Dry-age é o processo pelo qual a carne fresca descansa em temperatura controlada, de 0ºC a -2º C, por período indeterminado, e vai perdendo líquido, criando uma casca.

Por dentro é que a mágica acontece: as enzimas da carne quebram proteínas, o que tem duplo efeito: maciez e sabor intenso (da quebra das proteínas, têm-se aminoácidos responsáveis pelo umami, o quinto sabor, que excita o paladar e faz querer repetir o bocado).

Nos Estados Unidos, já faz alguns anos que dry-age virou moda. Steakhouses e restaurantes, de leste a oeste do país, exibem no cardápio a idade avançada dos cortes que servem.

Por aqui, a coisa está começando, com chefs fazendo testes e envelhecendo carnes na própria cozinha; na Unicamp, uma pesquisa em andamento tenta comparar cientificamente a carne fresca com a amadurecida a seco; e alguns fornecedores de restaurante estudam como dar escala ao processo, que envolve cuidados especiais.

Discussão matureba

Toda carne matura naturalmente após o abate – é o que torna possível mastigá-la, já que nas primeiras 24 horas o estágio de rigor mortis deixa as fibras tensas. O que a indústria percebeu, há algumas décadas, é que essa maturação natural poderia ser conduzida e controlada, basicamente de duas maneiras.

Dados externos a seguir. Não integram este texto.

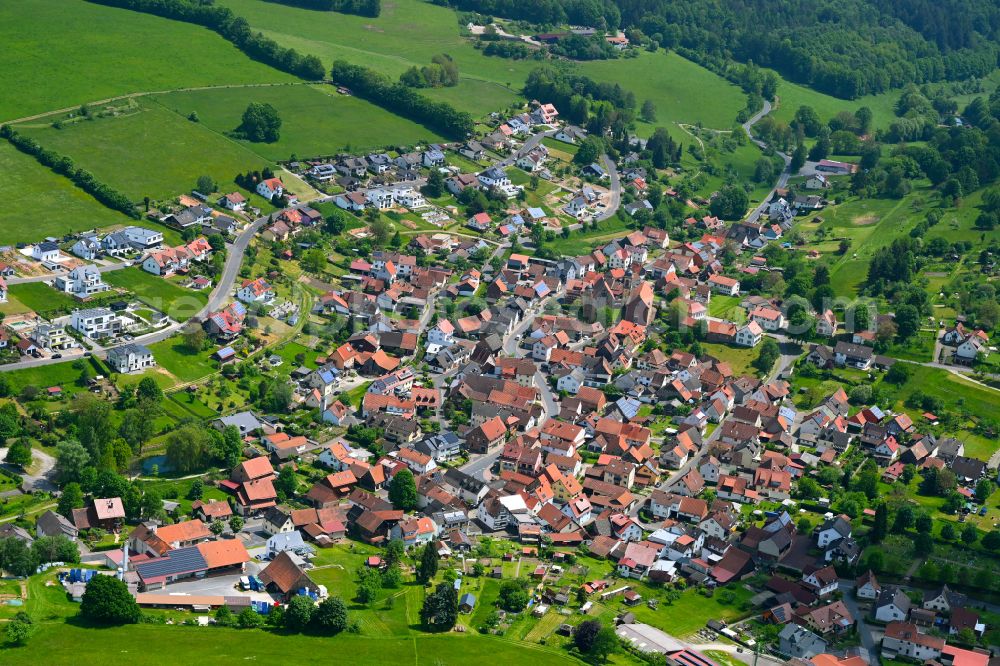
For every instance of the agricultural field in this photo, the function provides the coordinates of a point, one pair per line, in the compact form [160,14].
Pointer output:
[148,151]
[161,294]
[407,33]
[42,298]
[391,43]
[39,203]
[63,53]
[315,120]
[176,358]
[681,90]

Na maturação a seco, a carne é posta em ambiente ventilado e com temperatura controlada. Na úmida, é embalada a vácuo pouco depois do abate. Sem contato com ar, retém líquido, o que gera menos perdas, sabor mais ácido, sanguíneo, e carne com mais suco. Praticamente toda carne vendida no Brasil passa pela chamada wet-age.

Há algum tempo, indústria, chefs e pesquisadores tentam entender de forma definitiva se há diferença relevante entre a maturação a seco e úmida. E qual o melhor processo.

“Não gosto do sabor da carne maturada a vácuo. Nem da textura, parece que vai esfarelar. O dry-age mantém a firmeza e a carne fica menos ácida”, diz Alberto Landgraf, chef do Epice, em São Paulo. Ele envelhece a seco todas as carnes que serve, mas não faz alarde disso. “Como a carne (maturada a seco) tem menos líquido, na hora de grelhar, facilita as reações de Maillard, que dá aquele aspecto marrom caramelizado.”

Outro que se empolga com a carne envelhecida a seco é o chef Julien Mercier. “Estou fazendo testes. Tenho peças que vou levar a 70, 80 dias. Mas com menos, uns 20 dias, já é muito perceptível diferença.” Ele conta ter se inspirado no livro de Magnus Nilson, que, no celebrado restaurante Fäviken, na Suécia, trabalha com carnes maturadas por longos períodos, às vezes um ano inteiro.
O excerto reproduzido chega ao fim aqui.